11th Dec, 2024 12:00

Fine Paintings & Works on Paper

 
Lot 35
 

35

JOHN NASH (BRITISH 1893-1977)

LANDSCAPE UNDER SNOW
signed John Nash. lower left
watercolour on paper
52.5 x 36.5cm; 20 3/4 x 14 1/2in
57 x 74cm; 22 1/2 x 29 1/4in (framed)

Property from a Private Collector, West London

Provenance
Commissioned from the artist by the grandfather of the present owner in the late 1950s

Executed in the 1950s, the current owner's grandfather commissioned Nash to paint the present subject after receiving a Christmas card from the artist of the view. Opening the Christmas missive he was immediately captured by the harmonious composition, the snow-capped trees, rolling hills blanketed by white powder and the mauve shadows cast across the landscape in the card, and asked Nash to develop the composition into a larger format. Nash duly obliged, scaling up the drawing and adding washes of watercolour to fully realise the image that has become a stand-alone depiction of an idyllic winter's morning.

Four watercolours by John Nash from a Private Collection (lots 34-37)

Introduction
Painter, wood engraver, lithographer and illustrator, Nash is best known much celebrated for his landscape paintings and observations of the natural world.

As a boy he moved with his family from urban London to the Buckinghamshire countryside near Iver Heath, a village boasting a gentle terrain of rolling hills, acres of fields, and verdant trees which would inform his visual vocabulary for the rest of his life. Here Nash befriended fellow artist Claughton Pellew (1890-1966) who was to encourage his interests in watercolour and painting the natural world.
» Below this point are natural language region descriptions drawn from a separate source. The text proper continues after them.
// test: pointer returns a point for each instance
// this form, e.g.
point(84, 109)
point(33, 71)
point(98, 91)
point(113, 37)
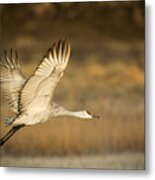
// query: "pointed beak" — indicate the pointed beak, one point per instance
point(93, 116)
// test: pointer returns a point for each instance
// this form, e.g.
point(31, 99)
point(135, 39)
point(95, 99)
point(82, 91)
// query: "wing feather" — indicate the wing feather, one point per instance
point(11, 79)
point(39, 89)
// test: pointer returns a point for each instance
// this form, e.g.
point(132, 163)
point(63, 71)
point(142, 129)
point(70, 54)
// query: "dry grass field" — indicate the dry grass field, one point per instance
point(105, 75)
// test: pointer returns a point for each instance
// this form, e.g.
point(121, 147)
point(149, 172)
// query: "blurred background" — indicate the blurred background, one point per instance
point(105, 75)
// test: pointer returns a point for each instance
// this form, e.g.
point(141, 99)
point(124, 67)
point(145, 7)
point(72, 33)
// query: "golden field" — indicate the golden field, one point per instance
point(105, 75)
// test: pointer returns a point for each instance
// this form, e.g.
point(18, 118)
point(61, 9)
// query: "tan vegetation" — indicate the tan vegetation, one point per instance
point(105, 74)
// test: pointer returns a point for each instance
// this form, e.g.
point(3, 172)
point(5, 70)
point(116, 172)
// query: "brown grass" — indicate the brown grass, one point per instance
point(115, 92)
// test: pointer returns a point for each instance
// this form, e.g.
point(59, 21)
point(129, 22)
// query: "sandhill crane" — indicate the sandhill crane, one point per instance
point(31, 99)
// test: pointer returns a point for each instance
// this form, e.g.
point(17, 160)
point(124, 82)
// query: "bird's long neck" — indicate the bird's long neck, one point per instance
point(60, 111)
point(79, 114)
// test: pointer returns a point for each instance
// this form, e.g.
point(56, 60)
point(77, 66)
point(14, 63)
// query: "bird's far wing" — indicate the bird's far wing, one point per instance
point(39, 89)
point(11, 79)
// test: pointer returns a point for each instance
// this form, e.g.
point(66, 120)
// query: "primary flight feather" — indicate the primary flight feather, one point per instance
point(31, 99)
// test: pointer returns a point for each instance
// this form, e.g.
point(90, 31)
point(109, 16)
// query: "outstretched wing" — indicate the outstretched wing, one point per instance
point(39, 89)
point(11, 79)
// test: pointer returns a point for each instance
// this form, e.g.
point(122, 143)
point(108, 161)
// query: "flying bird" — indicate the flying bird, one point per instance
point(31, 99)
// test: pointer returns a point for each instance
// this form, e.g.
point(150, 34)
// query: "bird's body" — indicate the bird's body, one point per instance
point(32, 99)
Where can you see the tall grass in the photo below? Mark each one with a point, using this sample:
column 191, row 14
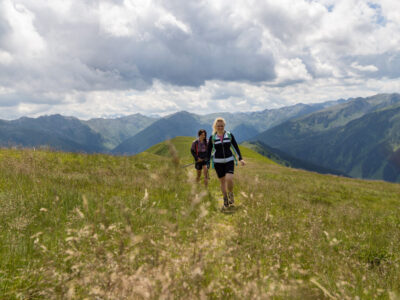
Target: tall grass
column 75, row 226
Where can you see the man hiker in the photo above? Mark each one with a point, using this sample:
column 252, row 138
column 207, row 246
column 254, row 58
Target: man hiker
column 199, row 151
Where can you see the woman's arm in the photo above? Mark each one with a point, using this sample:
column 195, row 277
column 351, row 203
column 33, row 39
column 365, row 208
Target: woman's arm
column 209, row 148
column 235, row 145
column 193, row 151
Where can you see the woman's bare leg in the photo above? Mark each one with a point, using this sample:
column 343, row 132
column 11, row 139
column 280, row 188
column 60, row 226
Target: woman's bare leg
column 229, row 182
column 198, row 176
column 205, row 171
column 223, row 186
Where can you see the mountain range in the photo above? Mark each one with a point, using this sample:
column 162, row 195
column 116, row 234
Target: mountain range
column 358, row 137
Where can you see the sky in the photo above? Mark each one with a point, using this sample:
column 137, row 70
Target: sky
column 109, row 58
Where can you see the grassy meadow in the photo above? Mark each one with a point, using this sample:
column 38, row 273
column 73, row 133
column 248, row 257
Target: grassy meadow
column 76, row 226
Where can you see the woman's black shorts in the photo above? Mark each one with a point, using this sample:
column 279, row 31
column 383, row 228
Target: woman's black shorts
column 200, row 165
column 224, row 168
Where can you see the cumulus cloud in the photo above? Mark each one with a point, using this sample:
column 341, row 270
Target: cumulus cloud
column 93, row 57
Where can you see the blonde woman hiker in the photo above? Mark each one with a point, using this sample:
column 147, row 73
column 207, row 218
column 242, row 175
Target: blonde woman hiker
column 199, row 151
column 223, row 152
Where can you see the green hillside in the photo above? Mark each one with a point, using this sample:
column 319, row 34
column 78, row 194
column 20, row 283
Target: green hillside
column 76, row 226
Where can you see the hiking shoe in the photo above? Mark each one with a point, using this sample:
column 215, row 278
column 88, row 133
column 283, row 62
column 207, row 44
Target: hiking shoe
column 226, row 202
column 231, row 198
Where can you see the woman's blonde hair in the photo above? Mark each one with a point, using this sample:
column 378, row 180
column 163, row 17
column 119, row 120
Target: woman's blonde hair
column 219, row 119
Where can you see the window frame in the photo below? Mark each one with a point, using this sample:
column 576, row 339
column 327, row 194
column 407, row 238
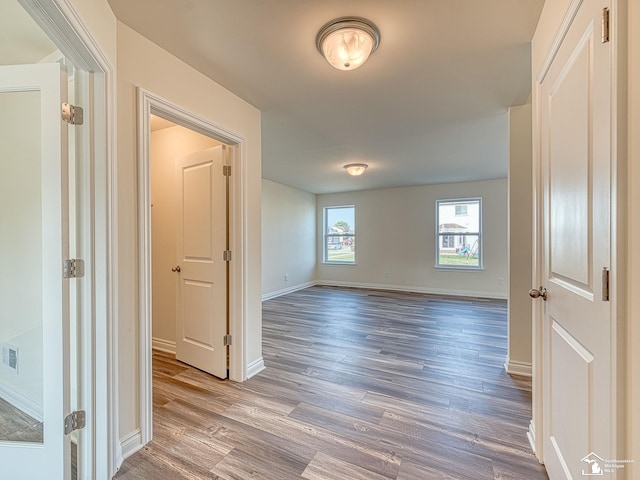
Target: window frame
column 478, row 234
column 326, row 236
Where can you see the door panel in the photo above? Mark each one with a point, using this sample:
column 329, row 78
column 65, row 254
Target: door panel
column 201, row 240
column 34, row 328
column 575, row 108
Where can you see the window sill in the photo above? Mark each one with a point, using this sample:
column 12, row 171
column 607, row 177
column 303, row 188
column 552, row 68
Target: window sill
column 458, row 268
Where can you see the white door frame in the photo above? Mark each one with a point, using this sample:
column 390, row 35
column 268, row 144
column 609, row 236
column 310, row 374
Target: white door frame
column 149, row 103
column 100, row 447
column 620, row 321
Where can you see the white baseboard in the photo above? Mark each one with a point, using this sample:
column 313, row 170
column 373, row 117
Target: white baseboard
column 413, row 289
column 255, row 367
column 531, row 435
column 131, row 443
column 284, row 291
column 22, row 402
column 164, row 345
column 518, row 368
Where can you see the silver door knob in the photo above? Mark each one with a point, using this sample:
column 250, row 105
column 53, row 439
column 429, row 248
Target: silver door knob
column 535, row 293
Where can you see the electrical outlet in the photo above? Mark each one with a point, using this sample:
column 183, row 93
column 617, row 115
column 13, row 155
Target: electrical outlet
column 10, row 357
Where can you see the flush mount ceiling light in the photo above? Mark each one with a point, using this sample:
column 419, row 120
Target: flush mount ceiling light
column 356, row 169
column 347, row 42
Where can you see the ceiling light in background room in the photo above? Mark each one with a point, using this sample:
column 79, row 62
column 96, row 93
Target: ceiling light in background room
column 355, row 169
column 347, row 42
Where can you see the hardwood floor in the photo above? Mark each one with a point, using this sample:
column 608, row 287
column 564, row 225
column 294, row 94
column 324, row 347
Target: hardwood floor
column 17, row 426
column 359, row 385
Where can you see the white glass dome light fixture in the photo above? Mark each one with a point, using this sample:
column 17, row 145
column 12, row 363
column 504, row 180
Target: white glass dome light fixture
column 347, row 42
column 355, row 169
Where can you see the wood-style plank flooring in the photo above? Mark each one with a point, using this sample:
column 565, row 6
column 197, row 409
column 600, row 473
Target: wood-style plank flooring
column 358, row 385
column 17, row 426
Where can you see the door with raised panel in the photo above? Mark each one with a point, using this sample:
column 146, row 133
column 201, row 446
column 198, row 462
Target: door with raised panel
column 201, row 268
column 34, row 319
column 574, row 102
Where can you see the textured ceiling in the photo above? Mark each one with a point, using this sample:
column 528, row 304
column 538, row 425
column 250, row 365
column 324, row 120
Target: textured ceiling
column 21, row 40
column 430, row 105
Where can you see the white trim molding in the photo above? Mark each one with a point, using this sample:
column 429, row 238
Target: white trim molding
column 28, row 405
column 168, row 346
column 523, row 369
column 149, row 103
column 255, row 367
column 131, row 443
column 100, row 448
column 413, row 289
column 284, row 291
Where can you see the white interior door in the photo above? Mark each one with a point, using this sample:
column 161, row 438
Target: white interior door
column 34, row 330
column 201, row 242
column 578, row 368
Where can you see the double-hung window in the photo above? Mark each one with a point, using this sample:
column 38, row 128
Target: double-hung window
column 339, row 234
column 459, row 233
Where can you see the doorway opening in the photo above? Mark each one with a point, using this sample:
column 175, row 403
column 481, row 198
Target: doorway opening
column 156, row 308
column 59, row 342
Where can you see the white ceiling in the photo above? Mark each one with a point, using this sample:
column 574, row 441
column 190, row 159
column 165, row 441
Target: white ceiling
column 428, row 107
column 21, row 39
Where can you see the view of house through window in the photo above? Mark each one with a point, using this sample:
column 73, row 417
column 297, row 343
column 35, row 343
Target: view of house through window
column 339, row 234
column 459, row 233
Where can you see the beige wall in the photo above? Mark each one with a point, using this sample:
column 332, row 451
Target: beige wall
column 633, row 260
column 166, row 145
column 21, row 253
column 520, row 202
column 396, row 240
column 288, row 239
column 142, row 63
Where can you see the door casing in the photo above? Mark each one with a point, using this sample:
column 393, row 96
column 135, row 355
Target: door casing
column 618, row 9
column 149, row 103
column 100, row 448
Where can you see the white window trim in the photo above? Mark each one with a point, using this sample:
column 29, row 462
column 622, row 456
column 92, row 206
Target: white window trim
column 480, row 266
column 325, row 250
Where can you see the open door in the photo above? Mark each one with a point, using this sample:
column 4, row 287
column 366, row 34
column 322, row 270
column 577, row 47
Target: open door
column 201, row 312
column 34, row 324
column 578, row 328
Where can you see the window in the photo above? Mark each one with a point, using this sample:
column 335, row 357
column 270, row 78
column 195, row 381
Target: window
column 459, row 240
column 461, row 210
column 339, row 234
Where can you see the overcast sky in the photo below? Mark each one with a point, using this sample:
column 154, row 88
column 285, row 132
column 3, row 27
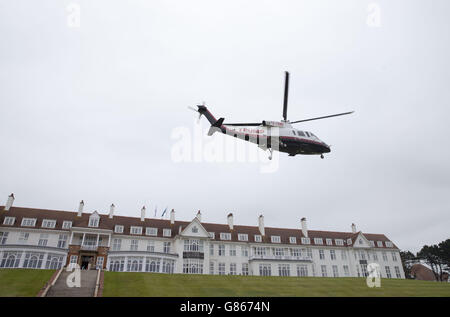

Schooled at Wellington College, Berkshire, Nash was dissuaded from studying at art school by his brother Paul Nash (1889-1946) who was attending the Slade and found the rigid structure of formal training oppressive. Instead, John studied botany, an interest he had nurtured since childhood after winning a botany prize and subsequently calling himself an ‘artist plantsman’.

During the First World War Nash served in the Artist's Rifles on the front lines, and although deterred from recording his experiences at the time, he began to materialise his experiences from memory when he returned to England in 1917. He was appointed an Official War Artist in 2018, the same year that he completed his oil Over the Top (Collection of the Imperial War Museum), of soldiers clambering from their trenches to engage with the enemy.

That same year too Nash married Christine Kühlenthal whom he had met eighteenth months prior. Before he returned from the war, the couple pledged they would marry if he came back alive and, privately, that their shared life would be at once both intimate and free. In their ideal future, each might well have other ‘outside loves’ and their alliance was to be a convention-defying undertaking. Their wedding gave legal form to a relationship that would endure for fifty-eight years; a deep personal commitment, but not an acceptance of ties that bind.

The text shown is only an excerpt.